Quickly, they realised the challenges: “My God, the literacy problems. We had to write people’s names down for them when they came in. We sat down and discussed what really needs to be done.” So, the Aislinn Centre was born.
Memorial
Today, McDonnell Byrne is still campaigning, especially for the memorial to the institutional abuse victims that was recommended by the Ryan Report a decade ago to carry the 1999 apology of then taoiseach Bertie Ahern. The 2009 Ryan Report resulted from the Commission to Inquire into Child Abuse which investigated child abuse in Irish institutions primarily run by Catholic orders.
The taoiseach had said: “On behalf of the State and of all citizens of the State, the Government wishes to make a sincere and long overdue apology to the victims of childhood abuse, for our collective failure to intervene, to detect their pain, to come to their rescue.”
Ten years on, no such memorial has been erected. Though €500,000 was put aside for one at the Garden of Remembrance on Dublin's Parnell Square, it was refused by An Bord Pleanála in November 2013.
The planning body ruled that it would adversely impact the setting, character and function of the existing memorial to those who died fighting for Irish freedom. An association between the two was inappropriate, it ruled.
“I’m very upset about the memorial. It was one of the first things we put in our submission [to the Ryan Commission]. Christine knew how I felt losing two brothers. Now I have lost another brother and sister; that’s half of my family wiped out. They were in institutions. I’ve always said we should have a memorial,” she declared.
More than 20 years on, she still remembers the first formal meeting she and others had with Bertie Ahern, Micheál Martin and the then minister for education, Michael Woods.
“Each stood up and shook hands and said we believe you. That was huge,” she said, “It was just nice to know that somebody believed you, because they looked us in the eye. I’ll never forget that look.
“The shock on their faces, I can still see it. I could see they were believing but at the same time there was a ‘this can’t be real’ expression, except the documentary had been on, Dear Daughter,” she went on.
Though retiring, McDonnell Byrne will stay a board member of the centre, and will continue to be a dedicated, if understated campaigner, but one with more time for her seven grandchildren.
Most especially, she will continue to push for a HAA (Health Amendment Act) card for all abuse survivors. The card is already available to Hepatitis C survivors; it entitles holders to an extensive range of medical services for life.
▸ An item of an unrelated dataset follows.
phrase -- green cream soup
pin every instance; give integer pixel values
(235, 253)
The centre was renamed two years ago after Christine Buckley who died in 2014, even though Buckley had “never wanted anything called after herself. She didn’t like accolades.”
Life after Goldenbridge
McDonnell Byrne's own life story took a happier turn after Goldenbridge, when she went to live with the fabulous Seán and Marie Becton "very close to my old home in Drimnagh".
She had become friendly with the Bectons in Inchicore "who took me into their home. They were the kindest people I ever met and became the parents I should have had."
The Bectons’ three sons “look after me so well” and “always introduce me as their sister Carmel”. She has four children of her own, and today is amicably divorced.
In July 2005, she and her brother John tracked their mother to a house in Manchester. It was not a happy encounter.
They challenged her about leaving her eight children 40 years before and McDonnell Byrne accused her of abandoning her to be sexually abused by her father in the weeks before being put in Goldenbridge.
They discovered their mother had a ninth child in England from a second relationship, but that this girl had spina bifida and died at 22. After a 35-minute meeting, they left. "I felt like jumping in the air. I think I said 'I did it, now I can have closure,' " she said.
Their mother died in 2010, their father in 1997.